Senator for Plateau South
- In office 5 December 2020 – 11 June 2023
- Preceded by: Ignatius Datong Longjan
- Succeeded by: Napoleon Bali

Personal details
- Born: 10 May 1953 (age 73) Jos, Northern Region, British Nigeria (now in Plateau State, Nigeria)
- Party: All Progressives Congress
- Occupation: Politician, professor, academic

= Nora Daduut =

Nigerian academic and politician (born 1953)

Nora Ladi Daduut (Note: Also spelled Dadu'ut.) (born 10 May 1953) is a Nigerian academic and politician who served as the senator representing the Plateau South senatorial district from 2020 to 2023.

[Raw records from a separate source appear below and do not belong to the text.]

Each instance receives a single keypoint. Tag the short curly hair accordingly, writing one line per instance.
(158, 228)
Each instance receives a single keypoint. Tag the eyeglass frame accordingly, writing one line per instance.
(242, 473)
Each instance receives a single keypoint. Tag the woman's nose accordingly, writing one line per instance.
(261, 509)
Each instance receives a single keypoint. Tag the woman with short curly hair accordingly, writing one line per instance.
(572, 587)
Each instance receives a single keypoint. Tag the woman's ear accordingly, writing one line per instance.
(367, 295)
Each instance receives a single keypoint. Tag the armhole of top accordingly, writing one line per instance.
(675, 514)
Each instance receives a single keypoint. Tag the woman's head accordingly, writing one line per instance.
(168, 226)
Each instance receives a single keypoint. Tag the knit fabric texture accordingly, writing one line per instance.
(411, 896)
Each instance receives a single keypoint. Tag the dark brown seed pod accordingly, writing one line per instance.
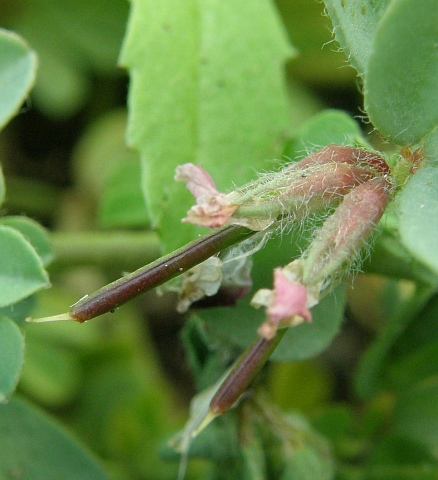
(243, 372)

She was elevated to the position of professor in 2018 by the University of Jos. She is the first female senator from Plateau State.

==Career==
Daduut is a professor of French and resigned as the head of the department of French at the University of Jos, Plateau State.

==Political career==
In the 2020 Plateau South Senatorial District bye election, she represented the All Progressives Congress at the election where she polled 83,151 votes, while her closest rival at the polls Hon. George Daika, representing the Peoples Democratic Party (PDP), polled 70,838 votes. She was sworn into the senate on 15 December 2020.